The reasons for broken contracts are varied. Cocaine use remains high in our community. Use of unprescribed methamphetamines is often seen. Perhaps the most common reason is that patients are not taking the medicine prescribed to them. It is also very common to find that they are taking some other narcotic substances not prescribed to them. It appears abundantly clear that these drugs are freely traded amongst the users. Sometimes it requires detective work, further chart reviews, dates of scripts and dates of fills, additional OARRS reports to see if controlled substances are being given by other medical providers. Once a contract violation is noted, it is triple checked by the nurses who work with me. If all agree, the patient is sent a certified letter which informs them they will no longer receive controlled substances from us. We do offer them further medical care in all other areas, and drug abuse counseling. They are offered an additional appointment to discuss this letter, if they wish. Many do so, and the facts are laid out for them. That decision is seldom reversed.

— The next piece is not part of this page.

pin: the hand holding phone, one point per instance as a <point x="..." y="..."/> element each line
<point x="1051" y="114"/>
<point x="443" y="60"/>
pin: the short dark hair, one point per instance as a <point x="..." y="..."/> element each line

We used to allow patients who had failed our pain management program to have multiple other referrals for pain management, but no longer do so. If they have failed any other pain management program as well as ours, no referral is made. If they have failed only our program, and consent to counseling, one, and only one, referral is made. It is made only if they complete that counseling. It is a lifetime decision for that patient. At no time, during that rest of their lives, will they get controlled substances from us through any of our service lines, with the exception of psychiatry. They can get those drugs from us only if they are given through our psychiatrists, and keep all their appointments with those psychiatrists,

There are other details about this program, which do not need to be listed at length. Suffice it to say, we have our yellers, slammers and disrupters, who are denied narcotics, and who we have difficulty managing. We are still working on that problem. We do have some variability in the detection of drugs on our screens, and have to be very cautious about fill dates and counting the days, making sure of the date of the contract, contacting other providers who are supplying other controlled substances to that same patient, and correlating refill dates with “as needed” prescriptions. We are still a program in evolution. These are all minor problems, however, in comparison to our one remaining major problem.

There are providers within our own health care centers, and multiple providers in multiple other offices in our community, who are still giving patients long term narcotic medicines without drug contracts, without regular OARRS reports, without regular drug screens, without unannounced pill counts and drug screens, and with refills on their narcotic prescriptions. All of that has to stop, before we can make any headway in reclaiming these wasted lives, and reducing these high narcotic high death rates in our society.